Where's the proof for this? (provided it's a provable assertion, which I concede it probably isn't)

I completely agree that the GOP is a morally bankrupt POS, but have the Dems actually done anything better? This health-care reform is a complete FU to us, the leadership to defuse anti-gay sentiment has failed, economic reform has yet to be drafted credibly, the war-management appears to be as misguided as anything Bush ever did...

I honestly can't say the Dems are doing anything better than the GOP -- they just seem to be acting in a more disorganized way than the Republicans (which is a relief given they (the GOP) seem to advocate an unified, consistent, theocratic/fascistic agenda). But I don't feel they have solutions as a group... that's more or less why I'm voting for them. I certainly don't think they've demonstrated any plan for governance, though.... do you? Honest question.

EDIT:

Just to tie it into my original point: if everybody's in somebody's pocket, what does it mean what party they belong to?

coyotes_geek
11-25-2009, 11:18 AM
Just to tie it into my original point: if everybody's in somebody's pocket, what does it mean what party they belong to?

We need to know what team they are on so that we can decide whether we should be waving our pom-poms in support, or booing them. Whether things get better isn't the issue. All that matters is getting people to acknowledge that my team is less shitty than your team.

admiralsnackbar
11-25-2009, 11:25 AM
We need to know what team they are on so that we can decide whether we should be waving our pom-poms in support, or booing them. Whether things get better isn't the issue. All that matters is getting people to acknowledge that my team is less shitty than your team.

Certainly explains why political discussions are always liveliest on sports boards, doesn't it? The mentality isn't entirely different.

Winehole23
11-25-2009, 11:30 AM
All that matters is getting people to acknowledge that my team is less shitty than your team.It's like people get up in the morning, check the message board, and this is the only conversation they want to have. Every freeking day.

Winehole23
11-25-2009, 11:31 AM
Certainly explains why political discussions are always liveliest on sports boards, doesn't it? The mentality isn't entirely different.Fire Pop. Trade Manu. Timmy's done. Time to tank.

admiralsnackbar
11-25-2009, 11:33 AM
Fire Pop. Trade Manu. Timmy's done. Time to tank.

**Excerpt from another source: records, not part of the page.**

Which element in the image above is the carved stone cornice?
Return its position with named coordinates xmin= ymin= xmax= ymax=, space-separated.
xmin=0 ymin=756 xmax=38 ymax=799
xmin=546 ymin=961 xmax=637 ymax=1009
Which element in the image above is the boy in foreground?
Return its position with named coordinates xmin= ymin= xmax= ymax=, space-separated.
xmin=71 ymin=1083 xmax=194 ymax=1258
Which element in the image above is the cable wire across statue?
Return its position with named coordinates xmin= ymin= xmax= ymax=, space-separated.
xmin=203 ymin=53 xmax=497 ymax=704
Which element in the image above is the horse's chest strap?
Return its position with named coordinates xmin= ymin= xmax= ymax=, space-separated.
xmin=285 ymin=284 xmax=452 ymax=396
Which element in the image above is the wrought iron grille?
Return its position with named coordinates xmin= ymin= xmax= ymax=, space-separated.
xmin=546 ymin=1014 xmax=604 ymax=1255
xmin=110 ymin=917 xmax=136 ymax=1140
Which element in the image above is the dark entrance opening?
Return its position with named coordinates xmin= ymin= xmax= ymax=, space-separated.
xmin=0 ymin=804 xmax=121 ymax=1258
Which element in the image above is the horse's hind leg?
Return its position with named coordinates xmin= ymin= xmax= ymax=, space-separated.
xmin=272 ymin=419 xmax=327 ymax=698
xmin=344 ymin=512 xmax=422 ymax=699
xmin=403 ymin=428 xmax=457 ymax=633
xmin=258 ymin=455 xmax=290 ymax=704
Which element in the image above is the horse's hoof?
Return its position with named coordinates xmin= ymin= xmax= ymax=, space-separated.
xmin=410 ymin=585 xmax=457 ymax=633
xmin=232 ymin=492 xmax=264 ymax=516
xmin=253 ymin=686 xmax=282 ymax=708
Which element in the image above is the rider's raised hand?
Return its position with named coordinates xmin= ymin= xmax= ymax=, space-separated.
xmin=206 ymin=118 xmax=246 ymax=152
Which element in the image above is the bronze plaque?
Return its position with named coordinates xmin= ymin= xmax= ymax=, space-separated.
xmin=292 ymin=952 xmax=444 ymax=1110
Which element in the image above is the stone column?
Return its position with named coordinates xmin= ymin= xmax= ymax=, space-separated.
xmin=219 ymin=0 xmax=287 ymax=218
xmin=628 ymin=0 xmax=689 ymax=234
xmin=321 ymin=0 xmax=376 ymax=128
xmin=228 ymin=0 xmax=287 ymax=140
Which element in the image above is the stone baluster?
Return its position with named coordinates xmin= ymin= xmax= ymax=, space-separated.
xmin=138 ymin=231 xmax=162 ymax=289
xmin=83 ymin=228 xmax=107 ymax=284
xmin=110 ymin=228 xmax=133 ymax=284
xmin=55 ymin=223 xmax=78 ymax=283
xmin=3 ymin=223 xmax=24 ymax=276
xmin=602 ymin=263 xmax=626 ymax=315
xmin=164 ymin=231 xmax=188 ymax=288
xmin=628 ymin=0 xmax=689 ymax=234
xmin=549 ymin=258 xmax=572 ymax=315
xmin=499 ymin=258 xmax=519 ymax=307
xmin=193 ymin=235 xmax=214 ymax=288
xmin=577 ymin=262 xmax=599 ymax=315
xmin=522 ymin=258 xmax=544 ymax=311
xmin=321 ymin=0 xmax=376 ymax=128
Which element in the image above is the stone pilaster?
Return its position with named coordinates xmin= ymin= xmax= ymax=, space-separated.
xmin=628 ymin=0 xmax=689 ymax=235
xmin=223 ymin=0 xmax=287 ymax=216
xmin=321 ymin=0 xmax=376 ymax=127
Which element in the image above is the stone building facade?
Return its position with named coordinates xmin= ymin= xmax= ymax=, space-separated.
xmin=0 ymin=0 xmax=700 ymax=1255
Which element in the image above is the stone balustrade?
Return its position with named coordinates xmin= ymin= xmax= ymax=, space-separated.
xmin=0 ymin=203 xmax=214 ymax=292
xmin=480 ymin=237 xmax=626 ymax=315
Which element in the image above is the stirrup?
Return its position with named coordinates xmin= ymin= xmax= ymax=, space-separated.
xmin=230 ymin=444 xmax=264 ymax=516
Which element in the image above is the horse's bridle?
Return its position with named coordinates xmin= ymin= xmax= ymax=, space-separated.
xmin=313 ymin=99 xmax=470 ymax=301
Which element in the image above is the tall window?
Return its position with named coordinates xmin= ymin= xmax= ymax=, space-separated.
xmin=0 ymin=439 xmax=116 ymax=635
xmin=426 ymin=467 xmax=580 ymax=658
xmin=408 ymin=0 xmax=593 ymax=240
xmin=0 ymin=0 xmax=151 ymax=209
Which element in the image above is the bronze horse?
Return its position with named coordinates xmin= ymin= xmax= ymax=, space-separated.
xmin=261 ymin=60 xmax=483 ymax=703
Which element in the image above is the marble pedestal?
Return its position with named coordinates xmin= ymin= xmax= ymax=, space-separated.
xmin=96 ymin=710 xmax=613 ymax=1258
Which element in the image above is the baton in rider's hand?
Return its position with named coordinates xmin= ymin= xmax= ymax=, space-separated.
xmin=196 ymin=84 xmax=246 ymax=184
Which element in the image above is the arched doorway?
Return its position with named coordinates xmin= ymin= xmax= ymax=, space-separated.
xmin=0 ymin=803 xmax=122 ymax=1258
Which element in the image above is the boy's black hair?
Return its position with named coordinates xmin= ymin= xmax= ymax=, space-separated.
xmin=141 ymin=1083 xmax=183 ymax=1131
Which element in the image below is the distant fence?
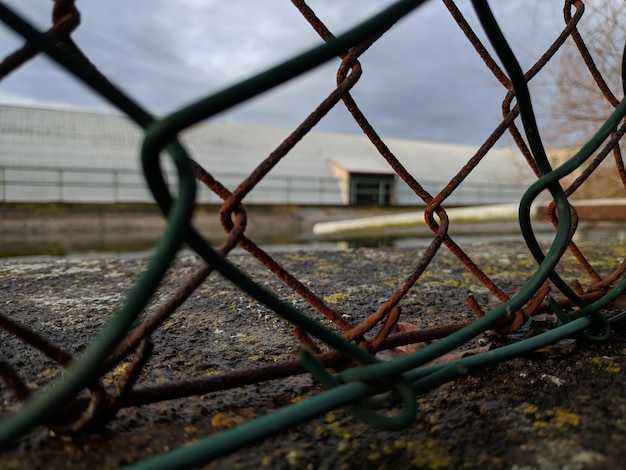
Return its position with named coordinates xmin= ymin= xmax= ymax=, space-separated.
xmin=0 ymin=165 xmax=524 ymax=206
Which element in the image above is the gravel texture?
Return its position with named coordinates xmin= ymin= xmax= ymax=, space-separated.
xmin=0 ymin=240 xmax=626 ymax=470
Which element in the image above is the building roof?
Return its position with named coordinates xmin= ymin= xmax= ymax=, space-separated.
xmin=0 ymin=105 xmax=534 ymax=203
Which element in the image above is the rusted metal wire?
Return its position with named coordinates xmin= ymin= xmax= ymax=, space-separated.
xmin=0 ymin=0 xmax=626 ymax=464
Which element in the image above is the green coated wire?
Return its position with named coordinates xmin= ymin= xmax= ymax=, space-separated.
xmin=128 ymin=2 xmax=623 ymax=469
xmin=0 ymin=0 xmax=425 ymax=447
xmin=0 ymin=1 xmax=626 ymax=469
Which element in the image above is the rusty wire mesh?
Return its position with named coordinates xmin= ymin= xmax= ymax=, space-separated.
xmin=0 ymin=0 xmax=626 ymax=468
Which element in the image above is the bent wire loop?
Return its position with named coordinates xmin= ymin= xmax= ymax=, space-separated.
xmin=0 ymin=0 xmax=626 ymax=469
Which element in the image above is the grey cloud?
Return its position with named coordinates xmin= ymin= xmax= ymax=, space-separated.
xmin=0 ymin=0 xmax=561 ymax=144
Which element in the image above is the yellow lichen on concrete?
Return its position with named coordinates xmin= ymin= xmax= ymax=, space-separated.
xmin=211 ymin=413 xmax=245 ymax=429
xmin=324 ymin=292 xmax=348 ymax=304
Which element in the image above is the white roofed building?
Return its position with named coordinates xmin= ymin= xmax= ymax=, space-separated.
xmin=0 ymin=105 xmax=534 ymax=206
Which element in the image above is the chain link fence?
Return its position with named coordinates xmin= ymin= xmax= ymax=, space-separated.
xmin=0 ymin=0 xmax=626 ymax=468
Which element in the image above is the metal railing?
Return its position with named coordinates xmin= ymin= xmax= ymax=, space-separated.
xmin=0 ymin=0 xmax=626 ymax=469
xmin=0 ymin=165 xmax=525 ymax=206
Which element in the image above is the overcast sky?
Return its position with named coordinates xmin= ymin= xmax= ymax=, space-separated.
xmin=0 ymin=0 xmax=562 ymax=144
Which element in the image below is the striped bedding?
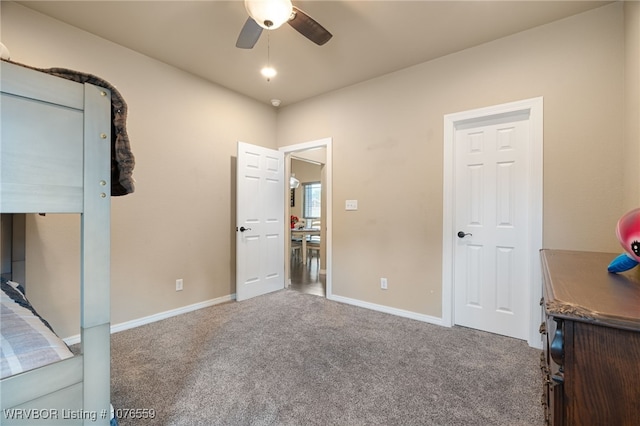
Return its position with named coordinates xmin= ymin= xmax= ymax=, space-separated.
xmin=0 ymin=280 xmax=73 ymax=378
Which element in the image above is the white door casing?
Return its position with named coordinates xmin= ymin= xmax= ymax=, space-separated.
xmin=443 ymin=98 xmax=542 ymax=347
xmin=236 ymin=142 xmax=286 ymax=301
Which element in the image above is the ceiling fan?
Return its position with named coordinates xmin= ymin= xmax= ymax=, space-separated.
xmin=236 ymin=0 xmax=332 ymax=49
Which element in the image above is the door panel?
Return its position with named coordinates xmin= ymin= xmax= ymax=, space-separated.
xmin=236 ymin=142 xmax=285 ymax=301
xmin=454 ymin=115 xmax=530 ymax=339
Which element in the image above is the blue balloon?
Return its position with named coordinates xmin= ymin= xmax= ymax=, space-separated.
xmin=607 ymin=253 xmax=638 ymax=272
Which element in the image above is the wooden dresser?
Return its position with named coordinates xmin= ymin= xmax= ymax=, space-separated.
xmin=540 ymin=250 xmax=640 ymax=426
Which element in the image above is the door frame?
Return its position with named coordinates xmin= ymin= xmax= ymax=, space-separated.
xmin=442 ymin=97 xmax=543 ymax=348
xmin=279 ymin=137 xmax=333 ymax=299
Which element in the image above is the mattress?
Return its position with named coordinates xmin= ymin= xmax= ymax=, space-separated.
xmin=0 ymin=280 xmax=73 ymax=378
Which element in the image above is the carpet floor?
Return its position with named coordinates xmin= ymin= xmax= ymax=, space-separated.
xmin=111 ymin=290 xmax=544 ymax=426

Kewpie doll for the wine guy.:toast

Winehole23
11-25-2009, 11:45 AM
Bonner sucks, dude.

coyotes_geek
11-25-2009, 12:10 PM
It's like people get up in the morning, check the message board, and this is the only conversation they want to have. Every freeking day.

Well we can't have one team "win" the daily Sarah Palin thread uncontested........

Winehole23
11-25-2009, 12:38 PM
But we can have heavy casualties on both sides (mainly self-inflicted).

baseline bum
11-25-2009, 12:57 PM
He will only achieve significant progressive change if he reforms the political system itself – to make it accountable to the American people, not the corporations. He needs to change the rules of the game. Ban big business from making political donations, and replace it with state funding. Shut down the lobbying industry. Make a big populist speech announcing you are driving the money-lenders out of the temple of democracy: it'd be surprisingly popular in a country where people can see they're being ripped off every day. The alternative is to become rapidly complicit in a system where defending rape and slavery is seen as just another day's work in Washington DC.

The single greatest thing this country could do would be to make giving and taking any kind of political contribution a felony. I don't see any way to justify giving someone money to vote the way you want; it's just bribery. I'd love to see candidates allowed to only use public financing here (no private money, even from themselves). You'd have a true even field. You'd have real liberals and real conservatives debating real issues. Public financing would end the practice of spamming television and radio with dubious drive-by hitpiece ads, because it's way too expensive for what the public would be willing to pay. It would force candidates into having lots of debates to get their messages out.